4 – Alguém se absteve na votação do orçamento camarário para 2008. O engenheiro Carlos Silva não se intimida e entregou uma declaração de voto cheia de sugestões com as quais é dificil não concordar. Não teria sido melhor aproveitar as suas idéias enquanto tinha a confiança politica do Presidente da Câmara? Ou o Dr. Armindo Abreu apenas consegue trabalhar em harmonia com quem se intimida?

5 – Alguém colocou um cartaz na rotunda do Queimado, anunciando que não desapareceu. O Dr. Avelino Ferreira Torres sentiu-se pressionado com o surgimento do nome de Abel Afonso como candidato do PSD e tratou de apressar as coisas?

6 – Uma nota sobre 2007 falando de economia. Talvez 2007 tenha sido o ano em que mais se notou a força de trabalho portuguesa que todas as semanas é absorvida pelo mercado espanhol, principalmente no sector da construção civil. O que será da taxa de desemprego em Portugal se o mercado imobiliário em Espanha mostrar sinais de abrandamento? Mais cedo ou mais tarde é certo que tal aconteça.

7 – Uma nota sobre 2007 falando de politica. A Presidência Portuguesa da União Europeia cumpriu os seus objectivos e termina coroada de sucesso, deixando uma marca na história europeia. José Socrates está de parabéns. Independentemente do trabalho de Durão Barroso ou da Presidência Alemã, foi José Socrates o rosto da União Europeia nos últimos seis meses.

8 – Uma última nota. O Millennium BCP teve nota negativa em 2007. Não chegaria um jornal para explicar a importância do sistema bancário no nosso país. Se os próprios bancos não forem capazes de cuidar da sua imagem e agir com verdadeiro rigor, não há economia que nos valha.

 

"IM_Pressões de Direita" in Jornal de Amarante de 27 Dezembro 2007

domingo, dezembro 30, 2007

As Coisas Vulgares

Mariza canta:

"As coisas vulgares que há na vida não deixam saudade, só as lembranças que doem ou fazem sorrir"...

"Há dias que marcam a alma e a vida da gente, e aquele em que tu me deixaste não posso esquecer"...

Vale a pena ouvir vezes sem conta.

A receita para ser feliz passa por ter muita saúde e muito pouca memória...mas será mesmo assim? As coisas vulgares não nos deixam saudade e não nos consomem parte da felicidade que procuramos. Também não nos consomem memória.

São as coisas que nos marcam, que nos doem, ou que nos fazem sorrir, que nos deixam saudade e nos fazem ser felizes mesmo quando já não estão por perto. A dor, assim como o prazer, também nos faz sentir vivos.

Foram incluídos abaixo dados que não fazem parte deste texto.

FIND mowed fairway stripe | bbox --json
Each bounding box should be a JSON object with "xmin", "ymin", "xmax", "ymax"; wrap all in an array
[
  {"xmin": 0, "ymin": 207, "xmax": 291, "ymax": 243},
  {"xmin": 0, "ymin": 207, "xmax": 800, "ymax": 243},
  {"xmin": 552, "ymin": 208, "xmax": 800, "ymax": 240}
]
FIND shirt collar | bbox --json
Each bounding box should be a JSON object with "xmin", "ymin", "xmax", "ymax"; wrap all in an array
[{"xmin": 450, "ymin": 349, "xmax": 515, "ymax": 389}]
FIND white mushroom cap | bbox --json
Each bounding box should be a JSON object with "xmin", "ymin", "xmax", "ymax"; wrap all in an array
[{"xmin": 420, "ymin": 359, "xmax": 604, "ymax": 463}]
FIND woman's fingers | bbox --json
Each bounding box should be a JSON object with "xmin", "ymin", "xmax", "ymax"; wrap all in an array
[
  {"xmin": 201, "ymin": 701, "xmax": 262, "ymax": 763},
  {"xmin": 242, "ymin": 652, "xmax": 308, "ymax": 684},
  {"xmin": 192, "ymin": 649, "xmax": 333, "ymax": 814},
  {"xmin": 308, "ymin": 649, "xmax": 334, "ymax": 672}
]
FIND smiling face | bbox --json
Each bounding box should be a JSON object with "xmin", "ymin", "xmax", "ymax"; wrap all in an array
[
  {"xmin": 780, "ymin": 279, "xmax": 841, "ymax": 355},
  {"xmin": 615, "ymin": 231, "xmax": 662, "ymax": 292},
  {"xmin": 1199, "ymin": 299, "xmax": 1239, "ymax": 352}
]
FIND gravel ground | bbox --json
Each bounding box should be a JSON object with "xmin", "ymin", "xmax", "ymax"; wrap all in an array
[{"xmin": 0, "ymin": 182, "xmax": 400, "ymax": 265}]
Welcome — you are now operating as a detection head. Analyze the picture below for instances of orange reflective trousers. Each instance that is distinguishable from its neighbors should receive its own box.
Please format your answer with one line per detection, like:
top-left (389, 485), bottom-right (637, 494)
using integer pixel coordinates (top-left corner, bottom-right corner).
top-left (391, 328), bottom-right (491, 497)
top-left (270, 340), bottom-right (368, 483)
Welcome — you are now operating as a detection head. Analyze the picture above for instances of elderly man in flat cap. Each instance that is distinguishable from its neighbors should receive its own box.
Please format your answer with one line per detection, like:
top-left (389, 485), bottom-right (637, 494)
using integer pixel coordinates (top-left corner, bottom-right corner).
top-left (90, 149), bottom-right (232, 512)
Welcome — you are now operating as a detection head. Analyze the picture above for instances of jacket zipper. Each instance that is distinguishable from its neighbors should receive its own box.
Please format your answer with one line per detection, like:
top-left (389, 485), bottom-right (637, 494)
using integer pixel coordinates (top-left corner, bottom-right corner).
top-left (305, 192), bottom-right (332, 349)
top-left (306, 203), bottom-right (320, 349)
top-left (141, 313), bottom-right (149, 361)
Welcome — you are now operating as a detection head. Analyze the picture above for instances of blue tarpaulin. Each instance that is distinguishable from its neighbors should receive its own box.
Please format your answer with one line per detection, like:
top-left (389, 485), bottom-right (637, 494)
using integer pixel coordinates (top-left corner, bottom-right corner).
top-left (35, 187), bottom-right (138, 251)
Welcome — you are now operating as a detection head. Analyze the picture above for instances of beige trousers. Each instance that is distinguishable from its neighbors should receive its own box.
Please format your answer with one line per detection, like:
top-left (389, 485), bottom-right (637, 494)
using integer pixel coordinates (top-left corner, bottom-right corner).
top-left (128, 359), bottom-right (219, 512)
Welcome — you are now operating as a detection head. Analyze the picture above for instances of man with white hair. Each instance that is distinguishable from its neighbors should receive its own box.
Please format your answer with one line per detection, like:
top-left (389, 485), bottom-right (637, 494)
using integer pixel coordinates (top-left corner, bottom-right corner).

Porque é possível estar fisicamente perto e emocionalmente longe. Podem passar alturas em que isso parece completamente impossível. Mas a verdade é que o tempo cura tudo, por muito tempo que passe.

Será que passou demasiado tempo? Tempo com memória em excesso?

Apenas ainda não passou o tempo todo que é preciso passar. Mas o tempo nunca se perde.

E no fim de um ano inteiro pode-se remexer nos recantos da memória, ir buscar textos antigos e lembrar o que sentimos na altura, os sitios onde passamos e que nos levaram a escrever, as noites perdidas á procura da memória dos outros ou a tentar perder a nossa própria memória.